Chasing Contentment

While I was driving to pick my daughter up from biology lab today, I had to drive through the campus of GCSU.  It always makes me smile,driving through there. I think of my own time in college, which I loved. I loved the people, the classes, the experiences, the Hunky, every part of those years. I always remember fondly, but even though it makes me incredibly happy to think back on those days, I don’t miss them.

Yesterday while spending one glorious last day with my Cheri before she moves away to the far side of a state the size of Texas, we were talking about parenting our littles. We shared about the quirks of all of our babes, and the wonderful things that made us laugh and made our hearts melt.  We also talked about the exhaustion, the fear, the moments we knew just exactly how and why kids are shaken.  Both of us were privileged to be able to be very present for all the ages and stages of our progeny.  I love talking about and remembering that wonderful, exhausting, crazy, beautiful time. But I don’t miss it.

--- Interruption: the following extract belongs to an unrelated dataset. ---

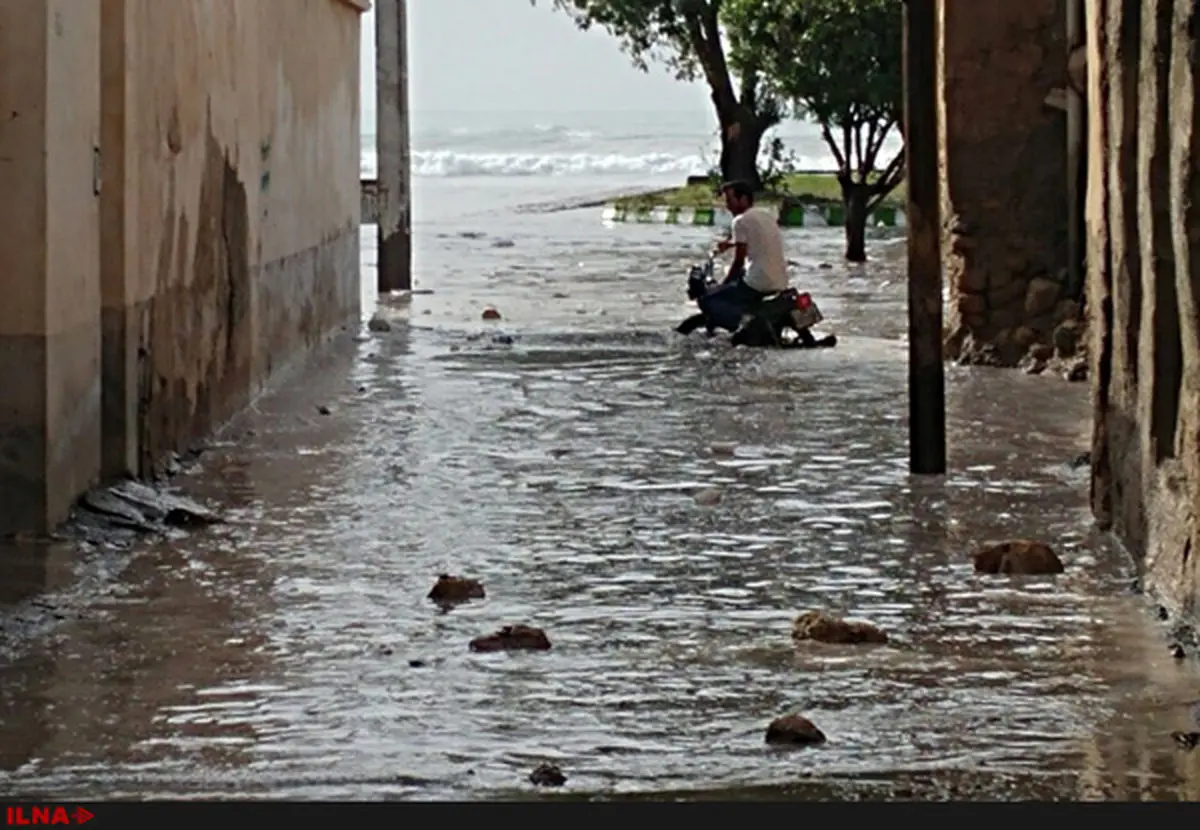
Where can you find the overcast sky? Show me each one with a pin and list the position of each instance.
(505, 55)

I feel a great many people are chasing contentment.  We look for it in past experiences or past relationships.  We project it as something we are missing out on when we observe the happy “ease” of the people and lives around us. We use phrases like “if only…” to describe the prerequisite circumstances needed for us to be content. We chase, and we rush, and we grab, and we join and we collect, and we enroll and search, search, search and store, store, store because we just know that one day we’ll find the very perfect missing piece that will magically light everything in the rosy glow of contentment.

And thus, while contentment is sitting quietly beside us all along, simply waiting for us to slip her on and let her warm us for awhile, we don’t have time to notice the thing that is already ours. We won’t find her in times long or even shortly passed.  Those times are over and cannot change us further or bring anything more to our selves than they have already offered. We cannot find her in the future with its unwritten, uncertain nature.  There is nothing in the future of this world on whose value we can draw today. She isn’t found in another person’s life or habits or job; even the most worthy role model can only speak of how they have found her, they cannot impart contentment to us. She isn’t in the mansion or the tiny house, in the chocolate cake or the fresh green salad.  She isn’t in the bank account or the pawn shop or next year’s raise or this year’s tax return. She isn’t anywhere in this world other than right inside of our very own hearts.

Let me be clear, There are people that I miss, that I don’t get to see often enough, that I love and wish I could hug around the neck every time they come to mind. There are places that I miss that I know are waiting for me to step onto their soil and reengage with the lives that are unfolding there. The difference, in my mind anyway, is that these are people, places and things with which,  I am still actively engaged though from a distance.  They are still with me, here, in my present, shaping my relationships and my experiences.  But I’ve stopped engaging in the folly that another time was better because it looks lovely through the lens of hindsight.  I’ve stopped waiting for “that day” when when a switch is flipped and everything is spontaneously easy and delightful.  I’ve stopped looking to others’ lives wishing I could have what they have, as though all the myriad of gifts I have already received are not enough.

I’ve stopped chasing contentment.  Like a dog after its own tail, I can’t catch hold because contentment is already here. Part of me. Waiting to be noticed, appreciated, lived. She  isn’t running away. She wants to be captured. Grab hold. Live it.